Somewhere I have never traveled was commissioned by fEARnoMUSIC and features six of the core members of the ensemble. This piece unravels in five movements, each of which represents aspects of my personal experiences navigating the non-physical realm. I always find myself “in a state of vibration” preceding any conscious exit and these waves propel my mind into a heightened state of anticipation. The first barrier is fear and its manifestation as a loathsome “Dweller on the threshold.” Once fear has been overcome, there is seemingly no limit to what we can experience in the great beyond. The final three movements illustrate this. I have had experiences as a diaphanous being “in a body of blue stars,” as a sexually depraved creature without ethical limits, and as a witness to the golden light of pure love.

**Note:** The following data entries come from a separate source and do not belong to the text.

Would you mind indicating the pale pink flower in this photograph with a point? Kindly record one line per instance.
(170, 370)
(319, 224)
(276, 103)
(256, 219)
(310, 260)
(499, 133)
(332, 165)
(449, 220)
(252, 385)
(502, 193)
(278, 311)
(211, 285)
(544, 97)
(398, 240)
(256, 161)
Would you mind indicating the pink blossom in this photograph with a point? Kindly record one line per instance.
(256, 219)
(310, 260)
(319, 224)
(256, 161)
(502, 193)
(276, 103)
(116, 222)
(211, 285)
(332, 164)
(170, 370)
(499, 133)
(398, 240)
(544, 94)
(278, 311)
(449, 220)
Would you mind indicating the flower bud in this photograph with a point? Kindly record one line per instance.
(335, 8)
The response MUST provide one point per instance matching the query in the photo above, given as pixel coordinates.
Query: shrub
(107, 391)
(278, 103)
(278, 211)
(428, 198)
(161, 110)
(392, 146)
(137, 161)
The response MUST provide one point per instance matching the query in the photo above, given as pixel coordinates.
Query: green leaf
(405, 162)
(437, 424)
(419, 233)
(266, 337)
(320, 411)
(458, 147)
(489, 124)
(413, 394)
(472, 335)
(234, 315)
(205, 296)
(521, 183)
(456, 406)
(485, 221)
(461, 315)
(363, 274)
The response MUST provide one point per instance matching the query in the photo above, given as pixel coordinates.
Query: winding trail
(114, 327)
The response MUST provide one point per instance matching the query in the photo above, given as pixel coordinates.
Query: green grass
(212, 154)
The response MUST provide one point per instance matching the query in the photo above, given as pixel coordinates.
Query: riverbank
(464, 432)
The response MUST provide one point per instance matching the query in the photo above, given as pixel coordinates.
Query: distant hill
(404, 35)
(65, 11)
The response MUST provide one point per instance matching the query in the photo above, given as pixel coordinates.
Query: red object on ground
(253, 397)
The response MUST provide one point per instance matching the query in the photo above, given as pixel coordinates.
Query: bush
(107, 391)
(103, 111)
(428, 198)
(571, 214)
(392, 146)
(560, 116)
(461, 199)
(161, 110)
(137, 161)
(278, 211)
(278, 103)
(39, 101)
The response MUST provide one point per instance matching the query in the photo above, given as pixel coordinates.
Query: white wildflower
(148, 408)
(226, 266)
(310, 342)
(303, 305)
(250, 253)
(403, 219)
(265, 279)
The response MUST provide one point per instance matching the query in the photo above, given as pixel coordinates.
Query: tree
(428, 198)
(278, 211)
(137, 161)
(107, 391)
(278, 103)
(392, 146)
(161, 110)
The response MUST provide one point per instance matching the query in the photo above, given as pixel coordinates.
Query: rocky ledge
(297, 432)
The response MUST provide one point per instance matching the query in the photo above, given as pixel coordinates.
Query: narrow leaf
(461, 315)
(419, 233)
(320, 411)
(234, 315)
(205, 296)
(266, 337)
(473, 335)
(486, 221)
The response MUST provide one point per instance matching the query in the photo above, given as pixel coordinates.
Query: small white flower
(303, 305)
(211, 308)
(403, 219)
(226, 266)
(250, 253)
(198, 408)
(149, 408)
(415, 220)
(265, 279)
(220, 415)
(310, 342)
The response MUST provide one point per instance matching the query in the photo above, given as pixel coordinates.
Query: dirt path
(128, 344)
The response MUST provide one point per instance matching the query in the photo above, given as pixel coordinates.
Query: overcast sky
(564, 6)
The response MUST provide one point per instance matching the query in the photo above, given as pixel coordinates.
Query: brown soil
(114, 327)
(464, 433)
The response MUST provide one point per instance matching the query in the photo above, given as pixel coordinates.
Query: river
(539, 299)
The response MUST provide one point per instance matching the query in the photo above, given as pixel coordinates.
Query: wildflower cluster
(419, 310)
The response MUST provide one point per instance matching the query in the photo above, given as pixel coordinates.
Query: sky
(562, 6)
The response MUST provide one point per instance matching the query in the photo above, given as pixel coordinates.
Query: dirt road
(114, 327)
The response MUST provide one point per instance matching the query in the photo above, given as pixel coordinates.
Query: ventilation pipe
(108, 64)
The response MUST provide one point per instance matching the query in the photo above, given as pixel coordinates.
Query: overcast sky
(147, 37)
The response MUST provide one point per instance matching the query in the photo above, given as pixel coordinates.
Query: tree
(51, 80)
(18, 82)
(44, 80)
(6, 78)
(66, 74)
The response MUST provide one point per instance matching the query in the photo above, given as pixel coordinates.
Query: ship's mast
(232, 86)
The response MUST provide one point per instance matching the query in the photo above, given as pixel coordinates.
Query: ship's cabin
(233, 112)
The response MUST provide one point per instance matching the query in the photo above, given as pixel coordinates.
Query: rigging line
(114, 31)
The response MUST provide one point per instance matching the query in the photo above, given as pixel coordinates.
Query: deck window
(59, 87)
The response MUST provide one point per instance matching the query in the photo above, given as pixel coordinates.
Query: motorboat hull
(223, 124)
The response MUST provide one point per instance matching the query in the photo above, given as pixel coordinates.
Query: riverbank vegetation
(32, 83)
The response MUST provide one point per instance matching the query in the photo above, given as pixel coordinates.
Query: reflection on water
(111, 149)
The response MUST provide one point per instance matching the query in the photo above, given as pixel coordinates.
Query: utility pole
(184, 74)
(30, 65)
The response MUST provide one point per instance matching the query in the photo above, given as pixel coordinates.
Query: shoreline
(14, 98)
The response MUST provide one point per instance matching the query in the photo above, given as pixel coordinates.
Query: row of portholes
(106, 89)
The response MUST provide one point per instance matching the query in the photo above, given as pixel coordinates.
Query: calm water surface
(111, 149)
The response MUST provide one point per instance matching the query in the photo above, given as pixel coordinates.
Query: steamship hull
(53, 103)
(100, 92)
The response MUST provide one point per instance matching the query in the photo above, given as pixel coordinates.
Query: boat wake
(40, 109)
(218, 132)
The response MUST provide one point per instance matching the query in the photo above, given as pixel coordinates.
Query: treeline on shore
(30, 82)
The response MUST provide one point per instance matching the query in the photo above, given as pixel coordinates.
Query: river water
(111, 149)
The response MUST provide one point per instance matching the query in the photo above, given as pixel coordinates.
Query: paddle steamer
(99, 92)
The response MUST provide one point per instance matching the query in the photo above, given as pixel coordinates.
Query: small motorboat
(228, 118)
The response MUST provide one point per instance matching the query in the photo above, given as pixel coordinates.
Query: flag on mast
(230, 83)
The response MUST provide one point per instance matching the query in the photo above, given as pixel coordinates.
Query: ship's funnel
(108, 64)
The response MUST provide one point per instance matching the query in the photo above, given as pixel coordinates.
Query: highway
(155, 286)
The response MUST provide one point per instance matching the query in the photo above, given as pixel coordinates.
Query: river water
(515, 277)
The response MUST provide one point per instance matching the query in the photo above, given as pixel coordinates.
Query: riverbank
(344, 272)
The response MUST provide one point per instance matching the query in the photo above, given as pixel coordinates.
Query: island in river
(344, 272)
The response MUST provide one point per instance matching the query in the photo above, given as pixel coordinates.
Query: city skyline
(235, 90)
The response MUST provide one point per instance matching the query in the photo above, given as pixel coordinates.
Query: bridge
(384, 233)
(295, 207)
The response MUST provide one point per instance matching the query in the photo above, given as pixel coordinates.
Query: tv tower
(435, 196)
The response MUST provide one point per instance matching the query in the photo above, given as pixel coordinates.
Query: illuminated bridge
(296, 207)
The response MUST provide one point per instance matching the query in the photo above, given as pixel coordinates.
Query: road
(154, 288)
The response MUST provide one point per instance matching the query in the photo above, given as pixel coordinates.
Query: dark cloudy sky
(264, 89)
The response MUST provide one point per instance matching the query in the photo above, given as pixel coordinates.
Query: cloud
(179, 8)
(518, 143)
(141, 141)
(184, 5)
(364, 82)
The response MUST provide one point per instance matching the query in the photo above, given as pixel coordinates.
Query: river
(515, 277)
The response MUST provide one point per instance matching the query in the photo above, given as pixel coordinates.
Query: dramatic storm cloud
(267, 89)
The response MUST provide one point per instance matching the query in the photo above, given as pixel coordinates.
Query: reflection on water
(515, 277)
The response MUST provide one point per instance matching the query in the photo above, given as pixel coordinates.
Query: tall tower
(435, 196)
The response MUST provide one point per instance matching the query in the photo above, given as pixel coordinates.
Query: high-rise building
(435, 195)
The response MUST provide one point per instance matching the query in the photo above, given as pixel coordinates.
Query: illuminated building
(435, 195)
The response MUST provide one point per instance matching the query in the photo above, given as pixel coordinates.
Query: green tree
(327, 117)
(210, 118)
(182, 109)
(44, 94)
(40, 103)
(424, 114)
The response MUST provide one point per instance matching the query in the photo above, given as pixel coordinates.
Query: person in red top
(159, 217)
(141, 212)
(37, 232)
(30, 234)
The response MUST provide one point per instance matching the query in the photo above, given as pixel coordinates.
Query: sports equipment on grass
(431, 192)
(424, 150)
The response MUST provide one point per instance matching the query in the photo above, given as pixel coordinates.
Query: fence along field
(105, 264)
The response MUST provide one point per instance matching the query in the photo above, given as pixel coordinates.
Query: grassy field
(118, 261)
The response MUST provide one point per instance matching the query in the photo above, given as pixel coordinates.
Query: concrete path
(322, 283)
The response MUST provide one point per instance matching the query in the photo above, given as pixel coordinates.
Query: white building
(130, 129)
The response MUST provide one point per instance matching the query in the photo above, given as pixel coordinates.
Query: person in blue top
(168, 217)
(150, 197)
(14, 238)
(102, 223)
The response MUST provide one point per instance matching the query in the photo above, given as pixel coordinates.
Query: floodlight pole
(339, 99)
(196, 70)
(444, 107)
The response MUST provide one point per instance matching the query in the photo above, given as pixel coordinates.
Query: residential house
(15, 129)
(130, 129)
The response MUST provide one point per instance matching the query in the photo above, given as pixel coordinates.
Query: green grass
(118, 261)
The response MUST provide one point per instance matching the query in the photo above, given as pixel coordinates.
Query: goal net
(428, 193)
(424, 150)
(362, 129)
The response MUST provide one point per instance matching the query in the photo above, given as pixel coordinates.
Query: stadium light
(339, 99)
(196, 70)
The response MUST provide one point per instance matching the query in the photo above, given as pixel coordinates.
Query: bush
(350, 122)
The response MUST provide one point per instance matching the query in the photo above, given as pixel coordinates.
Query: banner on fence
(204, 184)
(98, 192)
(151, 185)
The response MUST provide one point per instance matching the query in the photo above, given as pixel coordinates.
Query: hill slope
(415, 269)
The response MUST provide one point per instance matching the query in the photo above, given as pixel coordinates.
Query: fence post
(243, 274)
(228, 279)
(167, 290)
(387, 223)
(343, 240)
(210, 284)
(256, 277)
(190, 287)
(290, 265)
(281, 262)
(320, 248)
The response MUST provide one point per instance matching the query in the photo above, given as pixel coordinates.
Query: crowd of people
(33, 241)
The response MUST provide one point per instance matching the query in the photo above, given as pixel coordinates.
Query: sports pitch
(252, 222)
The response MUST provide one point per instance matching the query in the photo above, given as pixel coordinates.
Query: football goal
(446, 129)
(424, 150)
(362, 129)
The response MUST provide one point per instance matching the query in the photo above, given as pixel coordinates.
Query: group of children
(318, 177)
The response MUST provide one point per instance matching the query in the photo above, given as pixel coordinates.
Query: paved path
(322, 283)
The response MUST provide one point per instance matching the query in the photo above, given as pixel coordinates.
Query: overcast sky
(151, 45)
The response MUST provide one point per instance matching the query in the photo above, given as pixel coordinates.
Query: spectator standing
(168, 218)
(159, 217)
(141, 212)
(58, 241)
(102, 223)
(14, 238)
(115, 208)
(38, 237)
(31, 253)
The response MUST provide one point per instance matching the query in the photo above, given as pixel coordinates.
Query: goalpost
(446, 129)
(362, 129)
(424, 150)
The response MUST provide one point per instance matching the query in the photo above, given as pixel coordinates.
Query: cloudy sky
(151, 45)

Founded in Portland, Oregon in 1992, fEARnoMUSIC has been consistently praised for its unusual and innovative programs, as well as for performances that are passionate and humorous. The ensemble is committed to promoting the chamber music of our time, from composers living and working today in the Pacific Rim, the Pacific Northwest, and the world. The group has presented the World or United States Premiere of more than thirty new works, by such masters as Tomas Svoboda and William O. Smith, and exciting young composers Kenji Bunch, Bonnie Miksch, Shaun Naidoo, Laura Schwendinger, David Dzubay, and Ryan Francis.

fEARnoMUSIC have been featured artists on Seattle’s KING Radio and All Classical Portland KQAC Radio. As recipients of a Continental Harmony (sponsored by the American Composers Forum and the National Endowment for the Arts), fEARnoMUSIC premiered David Dzubay’s “Northwest Passages” in collaboration with Lewis and Clark Bicentennial, a work chosen to represent Oregon in the celebration. fEARnoMUSIC has also received grants from the Copland Fund for Performing Ensembles, the Regional Arts and Culture Council, the Templeton Foundation, and the JackStraw Foundation. The ensemble is proud to have performed in famed Merkin Hall in New York at the invitation of acclaimed Portland composer and current Artistic Director, Kenji Bunch.

In 1997, in conjunction with Oregon Music Teachers Association, fEARnoMUSIC initiated the Young Composers Project (YCP). Currently sponsored by the Templeton Foundation, this innovative and unique program gathers young composers (grades 6–12) from around Oregon for workshops over a nine-month period. During the workshops, the student composers develop their compositional ideas, experiment with orchestration, and get their works professionally performed and recorded. Since its first year, the project has resulted in composition winners at both regional and national levels. The YCP has been featured by Oregon Public Broadcasting’s TV program Oregon Art Beat, All Classical Portland KQAC, Oregon ArtsWatch and Chamber Music America magazine.